Saturday, November 18, 2017

Brilliant Trash #1 Review

The Universal

Writer and Creator by: Tim Seeley
Story by: Tim Seeley and Steve Seeley
Art by: Priscilla Petraites
Publisher: Aftershock
Review by: Andrew McAvoy

If there is a more exciting publisher than Aftershock Comics out there at the minute, I haven't found it. A number of their books are on my monthly essentials, but even those haven't come close to the ambition seen in this opening installment of Brilliant Trash. After the first few pages it is clear that this is a book that is going to make readers sing for their supper. Let's see what it is all about.

Well the first thing to say in relation to this book is to caution potential readers. This book doesn't ease you in gently; in fact it is so jam packed with ideas that you will be running to keep up. The art by Priscilla Petraites will help soothe that overworked brain though, and I'm pretty certain that every single element in this issue will be critical to the future issues. The game board is being laid out carefully by Seeley, and you can tell that the different elements are being set up to interact beautifully at a future point. 
The ideas in this book are immense though. By the time I got to the second page I had to go and get a notebook and write down some of the phrases because they are really striking. At the risk of sounding like a psychology textbook this book seems (to me) to be tapping into complex concepts related to the Jungian collective unconscious. It seems to play with ideas related to universal thought patterns and linkages between humans across the globe. There is a suggestion of technological or digital linkages across the globe being depicted as a parallel process. An intriguing comment from one character touches on analogue and digital in a way that suggests the two separate connections between humans (analogue) and technology (digital). Alternatively I could be overthinking it...
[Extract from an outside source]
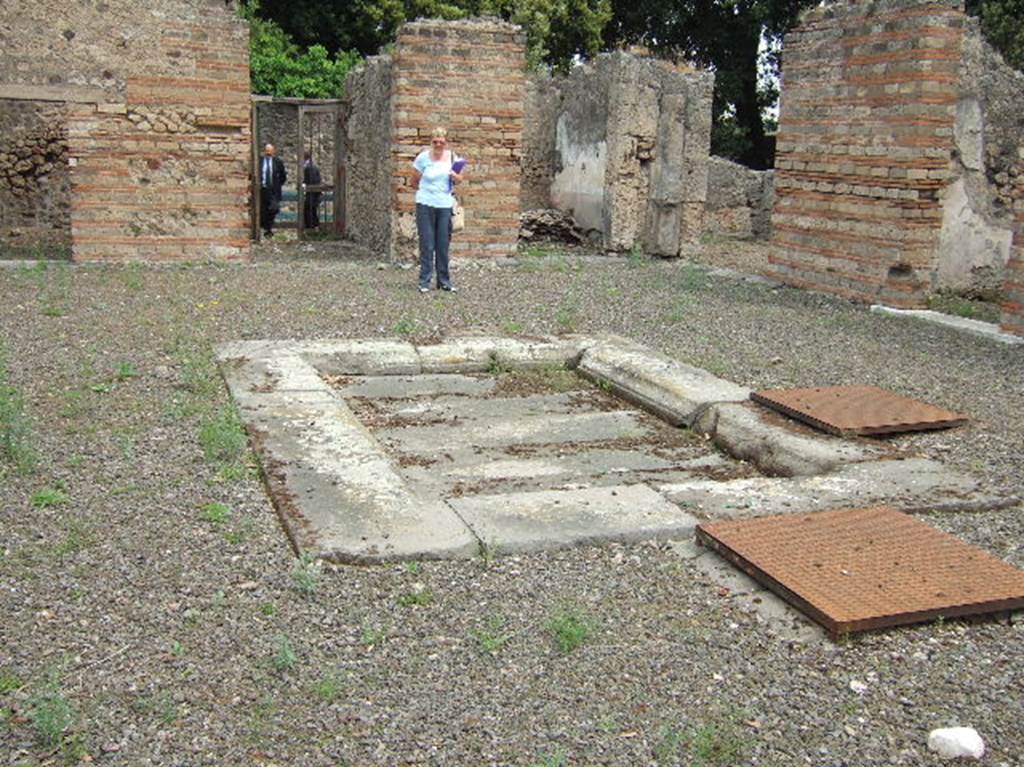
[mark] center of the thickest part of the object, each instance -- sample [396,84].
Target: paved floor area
[378,451]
The book articulates these thoughts with quotes like, "What I am for is humanity. The whole. When you pull back it's the only natural thing to stand for." and "You hope I am Muslim, Christian, Jewish, Gay, Straight, Black, White, an Immigrant, a Nationalist. I'm none of these things. I'm all of them" These quotes come from Lady Last Word, an enigmatic figure who appears to destroy a large segment of Jerusalem, in what becomes known as the Lady Last Word Incident. The subsequent events in the comic book explore various strands set in a dystopian future America. At the end of the book, it is clear that regardless of whether Lady Last Word has survived the incident, her thoughts and concepts are going to live on through a group of devotees.

Bits and Pieces

I'd be lying if I said that I managed to fully keep up with this issue. I don't mind though. It is a book jam-packed with promise with exciting art, big ideas and intriguing characters. I have no doubt that I will be looking it out for further reads as I digest future installments. Packed with potential.